Cette formule est pertinente pour les voyageurs qui veulent voir Manhattan changer de visage. Le jour, la lecture de la ville est plus documentaire: Central Park, les axes, les ponts et la trame urbaine apparaissent clairement. La nuit, l’intérêt se déplace vers les lumières, les façades et la profondeur du paysage urbain.
Cependant, l’AM/PM n’est pas une bonne affaire par défaut. Il faut réellement pouvoir revenir dans la journée. Un programme new-yorkais trop chargé, un dîner réservé à l’autre bout de Manhattan ou un enfant épuisé à 21 heures peuvent transformer le second accès en option inutilisée. Payer 18 $ de plus que le billet standard pour un droit dont on ne profite pas est une petite fuite budgétaire, mais les petites fuites sont précisément ce qui rend un séjour new-yorkais surcoté.
Réservation et files d’attente: le véritable arbitrage
L’observatoire est ouvert 365 jours par an, généralement de 9 heures à minuit. Le dernier ascenseur part 45 minutes avant la fermeture. Cette amplitude donne une fausse impression de liberté totale: on pourrait se présenter quand on veut, puisqu’il y aura toujours une place. En pratique, la demande se concentre sur des créneaux très identifiables.
Les horaires les plus chargés sont généralement:
- le milieu de journée, entre 11 heures et 15 heures;
- la période du coucher du soleil;
- les journées de forte fréquentation touristique;
- les week-ends et les périodes de vacances.
Les créneaux les plus favorables se situent tôt le matin, avant 11 heures, ou tard le soir, après 22 heures. Ce ne sont pas nécessairement les horaires les plus photogéniques, mais ils offrent un rapport temps-expérience supérieur. Le soleil couchant est vendu comme le moment idéal; il est aussi celui que tout le monde cherche à acheter.
La réservation en ligne permet surtout de sécuriser un créneau et d’éviter la billetterie. Elle ne transforme pas automatiquement la visite en parcours sans attente. Il faut encore passer par les contrôles et les ascenseurs, selon le niveau de fréquentation du jour.

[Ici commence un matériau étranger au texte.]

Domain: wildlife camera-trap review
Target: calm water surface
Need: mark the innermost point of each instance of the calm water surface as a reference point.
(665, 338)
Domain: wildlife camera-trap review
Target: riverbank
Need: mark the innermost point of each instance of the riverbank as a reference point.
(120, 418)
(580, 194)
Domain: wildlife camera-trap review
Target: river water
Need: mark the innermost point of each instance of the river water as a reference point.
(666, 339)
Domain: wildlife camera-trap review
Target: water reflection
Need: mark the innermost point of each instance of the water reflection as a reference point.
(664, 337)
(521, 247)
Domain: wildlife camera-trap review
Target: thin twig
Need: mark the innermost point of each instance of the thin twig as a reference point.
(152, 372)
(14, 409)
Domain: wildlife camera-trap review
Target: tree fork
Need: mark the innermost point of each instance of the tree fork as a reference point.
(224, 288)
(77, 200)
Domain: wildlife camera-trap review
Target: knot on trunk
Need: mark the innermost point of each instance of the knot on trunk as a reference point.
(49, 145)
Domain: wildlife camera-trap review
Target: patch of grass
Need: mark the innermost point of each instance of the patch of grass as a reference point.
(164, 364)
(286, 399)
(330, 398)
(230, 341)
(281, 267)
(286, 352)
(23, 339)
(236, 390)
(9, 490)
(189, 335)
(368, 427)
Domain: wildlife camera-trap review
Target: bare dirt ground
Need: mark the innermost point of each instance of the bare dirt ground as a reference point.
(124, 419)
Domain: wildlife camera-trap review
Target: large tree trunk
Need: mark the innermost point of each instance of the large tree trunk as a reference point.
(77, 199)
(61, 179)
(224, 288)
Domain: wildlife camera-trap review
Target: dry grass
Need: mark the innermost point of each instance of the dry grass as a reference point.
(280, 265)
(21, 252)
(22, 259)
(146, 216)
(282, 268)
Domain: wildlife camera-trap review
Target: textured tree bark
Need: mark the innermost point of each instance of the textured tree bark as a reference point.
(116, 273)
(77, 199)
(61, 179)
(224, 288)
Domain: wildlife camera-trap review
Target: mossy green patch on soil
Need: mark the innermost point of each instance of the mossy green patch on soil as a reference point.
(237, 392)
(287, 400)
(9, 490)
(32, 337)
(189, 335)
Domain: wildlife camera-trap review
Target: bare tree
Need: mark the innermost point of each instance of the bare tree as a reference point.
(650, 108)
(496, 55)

L’Express Pass, lui, cible une autre douleur: il permet de contourner les files de sécurité et d’ascenseurs. À 85 $, il devient rationnel lorsque le temps disponible est plus précieux que l’argent. C’est le cas d’une escale courte, d’un programme de visite très dense ou d’un groupe qui ne peut pas se permettre de perdre une longue plage horaire.
Pour une famille en vacances avec un itinéraire souple, l’équation est moins convaincante. Quatre Express Pass au tarif de départ représentent déjà 340 $, contre 176 $ pour quatre billets standard. L’écart de 164 $ paie une somme considérable de repas, de transports ou d’activités à New York. Le confort est appréciable; il reste toutefois difficile à défendre si la visite est programmée tôt le matin ou tard le soir.
Comment choisir son créneau sans payer pour réparer une mauvaise organisation
Une stratégie simple consiste à réserver l’Empire State Building en fonction du reste de la journée, et non l’inverse. Le bâtiment se trouve au cœur de Manhattan, mais la proximité géographique sur une carte ne garantit pas des déplacements rapides. Un passage à Times Square, une pause repas, un musée ou une sortie à Brooklyn peuvent rapidement absorber les marges de sécurité.
Pour limiter le risque d’attente, trois approches fonctionnent mieux que l’achat automatique d’un coupe-file:
1. Réserver avant 11 heures. La ville est déjà active, mais les flux touristiques n’ont pas encore atteint leur niveau maximal.
2. Visiter après 22 heures. La lumière naturelle disparaît, mais la vue nocturne devient l’argument principal et la pression sur les files tend à diminuer.
3. Éviter le coucher du soleil si le budget est prioritaire. C’est le créneau le plus séduisant, donc le moins favorable pour obtenir une expérience calme et économique.
L’incertitude principale concerne le temps d’attente exact à la sécurité les jours de forte affluence. Il n’existe pas de durée universelle à promettre: le calendrier, la météo, les vacances et le volume de visiteurs modifient la situation. Une marque qui vous garantirait une visite parfaitement fluide sans condition vendrait surtout de la poudre aux yeux.
Les pass touristiques new-yorkais: bonne affaire ou double dépense?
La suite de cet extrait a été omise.